Report: Deadline may move for Cowboys, Prescott in franchise tag dance

Tuesday’s highly-anticipated deadline may get pushed due to uncertainty over league financials, according to NFL insider Ian Rapoport.

That March 9 deadline that all of Cowboys Nation has been breathlessly waiting on? The one that says the Cowboys and quarterback Dak Prescott must have a deal in place by… or else use the franchise tag for the second year in a row? The one that, if it passes, is a clear signal to some- and at the very least a frightening step toward the ever-more-likely possibility- that the team won’t have Prescott’s services after the 2021 season?

That hard and fast deadline of Tuesday afternoon? Yeah, turns out it might not be the deadline after all.

NFL Network insider Ian Rapaport is reporting that the franchise tag deadline could now be pushed due to uncertainty about the league’s official salary cap number. He adds that several general managers around the league are already “bracing” for that possibility.

Jerry Jones would certainly be one of them.

The cap won’t be any lower than $180 million; that much is known. But how close the actual cap is to that number is still in flux. That difference matters greatly to teams in determining their financial flexibility down to the penny this coming season.

“If the official salary cap number doesn’t come today [Monday] and soon,” Rapoport tweeted, “NFL will have to move back the deadline.”

 

A retooled deadline for franchise tagging players would not change the start of the league year, which begins March 17. It would still have to happen before that date.

Prescott and the Cowboys front office would still have to choose one of the following courses of action: hammer out an agreement by the new deadline, use the franchise tag to lock in a 2021 salary for Prescott of $37.7 million (and perhaps buy themselves a little more time to negotiate), or- the completely unthinkable nuclear option- do neither and simply let him leave right now as a free agent.

Pushing Tuesday’s deadline wouldn’t change that menu of three options; it would only prolong having to decide which it will be.

“The deadline was also delayed last year,” as noted by Pro Football Talk’s Michael David Smith, “as teams were given an extra four days to decide after the NFL Players Association pushed back its deadline for players to vote on the new Collective Bargaining Agreement.”

Some are pointing to Jerry and Stephen Jones’s long-standing mantra that “Deadlines make deals.” Both the Joneses and Prescott have said publicly that they want No. 4 to remain the team’s quarterback. That’s cause for optimism, despite this dance having already gone on for two calendar years.

Some, though, including ESPN analyst Dan Orlovsky, think the die has been cast… and he’s predicting massive aftershocks around the NFL.

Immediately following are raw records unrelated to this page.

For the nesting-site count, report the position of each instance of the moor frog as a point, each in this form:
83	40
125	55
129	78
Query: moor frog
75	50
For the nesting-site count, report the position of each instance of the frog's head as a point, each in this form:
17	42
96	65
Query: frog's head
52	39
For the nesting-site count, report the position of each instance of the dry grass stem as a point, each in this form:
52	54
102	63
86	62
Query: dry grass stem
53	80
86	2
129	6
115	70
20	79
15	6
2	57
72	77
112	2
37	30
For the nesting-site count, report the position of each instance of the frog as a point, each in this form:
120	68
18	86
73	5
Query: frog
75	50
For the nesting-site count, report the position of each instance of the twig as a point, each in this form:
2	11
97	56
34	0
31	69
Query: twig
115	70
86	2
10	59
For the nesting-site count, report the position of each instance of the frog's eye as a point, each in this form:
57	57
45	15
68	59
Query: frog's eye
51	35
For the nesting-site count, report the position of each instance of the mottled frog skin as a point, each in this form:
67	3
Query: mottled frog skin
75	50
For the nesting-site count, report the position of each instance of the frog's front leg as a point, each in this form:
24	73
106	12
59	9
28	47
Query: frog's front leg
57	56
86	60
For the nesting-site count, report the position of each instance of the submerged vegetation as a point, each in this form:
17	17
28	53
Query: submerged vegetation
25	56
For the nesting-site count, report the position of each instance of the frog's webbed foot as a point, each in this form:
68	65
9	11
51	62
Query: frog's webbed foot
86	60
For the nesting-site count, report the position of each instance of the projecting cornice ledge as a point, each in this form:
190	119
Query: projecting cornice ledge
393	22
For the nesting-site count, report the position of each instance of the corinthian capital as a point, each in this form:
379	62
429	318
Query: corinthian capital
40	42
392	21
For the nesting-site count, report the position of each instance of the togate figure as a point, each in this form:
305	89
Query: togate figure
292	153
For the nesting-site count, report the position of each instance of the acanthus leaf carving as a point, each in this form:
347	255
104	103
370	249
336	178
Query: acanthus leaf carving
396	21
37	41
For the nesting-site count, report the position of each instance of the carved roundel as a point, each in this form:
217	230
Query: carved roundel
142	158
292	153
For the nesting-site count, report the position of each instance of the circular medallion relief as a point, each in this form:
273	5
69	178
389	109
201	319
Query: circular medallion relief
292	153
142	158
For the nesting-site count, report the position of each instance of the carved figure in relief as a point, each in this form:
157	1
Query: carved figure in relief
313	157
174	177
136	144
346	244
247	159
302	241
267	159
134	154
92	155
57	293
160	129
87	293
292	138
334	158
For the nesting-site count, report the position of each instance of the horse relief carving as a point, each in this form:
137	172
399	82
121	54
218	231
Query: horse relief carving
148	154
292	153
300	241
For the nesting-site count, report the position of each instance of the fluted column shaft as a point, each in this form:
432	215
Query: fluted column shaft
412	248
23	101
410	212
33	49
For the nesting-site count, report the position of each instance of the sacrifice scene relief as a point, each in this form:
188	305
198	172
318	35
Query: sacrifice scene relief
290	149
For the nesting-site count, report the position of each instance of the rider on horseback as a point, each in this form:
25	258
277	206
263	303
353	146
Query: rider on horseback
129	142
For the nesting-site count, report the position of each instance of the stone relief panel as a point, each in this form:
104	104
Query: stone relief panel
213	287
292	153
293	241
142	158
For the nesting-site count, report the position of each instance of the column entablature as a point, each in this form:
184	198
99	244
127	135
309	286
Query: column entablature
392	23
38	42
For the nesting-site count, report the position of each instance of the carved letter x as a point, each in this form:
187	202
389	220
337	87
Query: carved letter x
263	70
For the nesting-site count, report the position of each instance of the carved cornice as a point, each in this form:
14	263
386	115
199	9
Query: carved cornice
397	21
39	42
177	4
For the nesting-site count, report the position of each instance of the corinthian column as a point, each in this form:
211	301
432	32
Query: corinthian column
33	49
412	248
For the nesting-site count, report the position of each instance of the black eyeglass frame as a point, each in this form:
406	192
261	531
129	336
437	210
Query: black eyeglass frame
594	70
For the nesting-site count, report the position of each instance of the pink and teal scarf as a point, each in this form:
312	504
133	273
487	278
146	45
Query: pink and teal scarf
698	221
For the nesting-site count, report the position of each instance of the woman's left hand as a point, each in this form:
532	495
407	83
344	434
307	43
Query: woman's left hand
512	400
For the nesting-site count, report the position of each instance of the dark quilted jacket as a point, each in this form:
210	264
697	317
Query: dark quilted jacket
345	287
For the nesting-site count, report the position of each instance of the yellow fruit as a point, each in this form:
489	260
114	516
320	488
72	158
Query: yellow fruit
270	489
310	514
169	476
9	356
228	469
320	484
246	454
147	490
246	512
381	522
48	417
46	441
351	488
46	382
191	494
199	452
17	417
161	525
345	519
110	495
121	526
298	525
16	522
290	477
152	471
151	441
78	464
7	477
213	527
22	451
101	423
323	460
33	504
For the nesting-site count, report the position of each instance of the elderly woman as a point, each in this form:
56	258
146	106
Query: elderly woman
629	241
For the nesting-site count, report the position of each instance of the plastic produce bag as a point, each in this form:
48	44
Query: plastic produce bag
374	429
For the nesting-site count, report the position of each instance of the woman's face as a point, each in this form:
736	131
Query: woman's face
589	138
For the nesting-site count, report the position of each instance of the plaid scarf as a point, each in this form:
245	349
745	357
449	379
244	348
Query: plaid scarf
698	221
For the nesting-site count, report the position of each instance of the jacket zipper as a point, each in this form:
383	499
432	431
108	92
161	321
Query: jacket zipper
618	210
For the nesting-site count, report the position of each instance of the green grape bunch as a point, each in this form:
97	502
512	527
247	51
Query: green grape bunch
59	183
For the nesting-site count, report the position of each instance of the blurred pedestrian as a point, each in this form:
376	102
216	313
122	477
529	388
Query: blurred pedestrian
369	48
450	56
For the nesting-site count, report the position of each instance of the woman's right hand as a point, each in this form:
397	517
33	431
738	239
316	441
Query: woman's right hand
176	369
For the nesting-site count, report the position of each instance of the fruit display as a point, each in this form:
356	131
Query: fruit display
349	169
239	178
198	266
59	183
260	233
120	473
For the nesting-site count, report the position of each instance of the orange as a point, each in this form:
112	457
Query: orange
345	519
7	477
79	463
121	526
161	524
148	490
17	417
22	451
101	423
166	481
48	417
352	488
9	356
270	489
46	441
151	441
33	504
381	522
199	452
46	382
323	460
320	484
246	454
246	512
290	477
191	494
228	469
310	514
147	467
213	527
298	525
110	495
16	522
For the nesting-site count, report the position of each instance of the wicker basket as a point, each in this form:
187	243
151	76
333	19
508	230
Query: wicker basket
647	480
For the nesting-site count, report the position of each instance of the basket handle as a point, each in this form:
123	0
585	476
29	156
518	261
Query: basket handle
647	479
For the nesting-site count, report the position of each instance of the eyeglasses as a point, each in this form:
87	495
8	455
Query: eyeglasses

“I do believe they’re going to tag him,” the former quarterback said on the network’s Get Up. “When they tag him, two things. They’re going to stink this year, because their salary cap- like everyone has pointed out- is going to be so chewed up by that [$37.7 million] number. And two, this will be Dak’s last year in Dallas. He will no longer be the Cowboys’ quarterback moving forward after this season. And then the last thing that would stand out to me is that next offseason would be pandemonium. We’ve seen teams in the NFL kind of tank, or front offices tank, to acquire draft picks. I think we would see teams and front offices try and tank, so to speak, to create cap space, almost like sometimes we see in the NBA- just unload contracts- for the bidding war of Dak Prescott next year.”

Just to be clear, the Cowboys would not be in any way the beneficiary of that particular leaguewide pandemonium. It would be teams lining up to court Prescott, and the Cowboys playing the role of the chumps who let him walk.

For now, though, the eyes of everyone around the league remain locked squarely on The Star, just the way the Joneses like it. And if Rapoport is right, they’re about to get a few extra days of it.

Cowboys fans can only hope they use it wisely.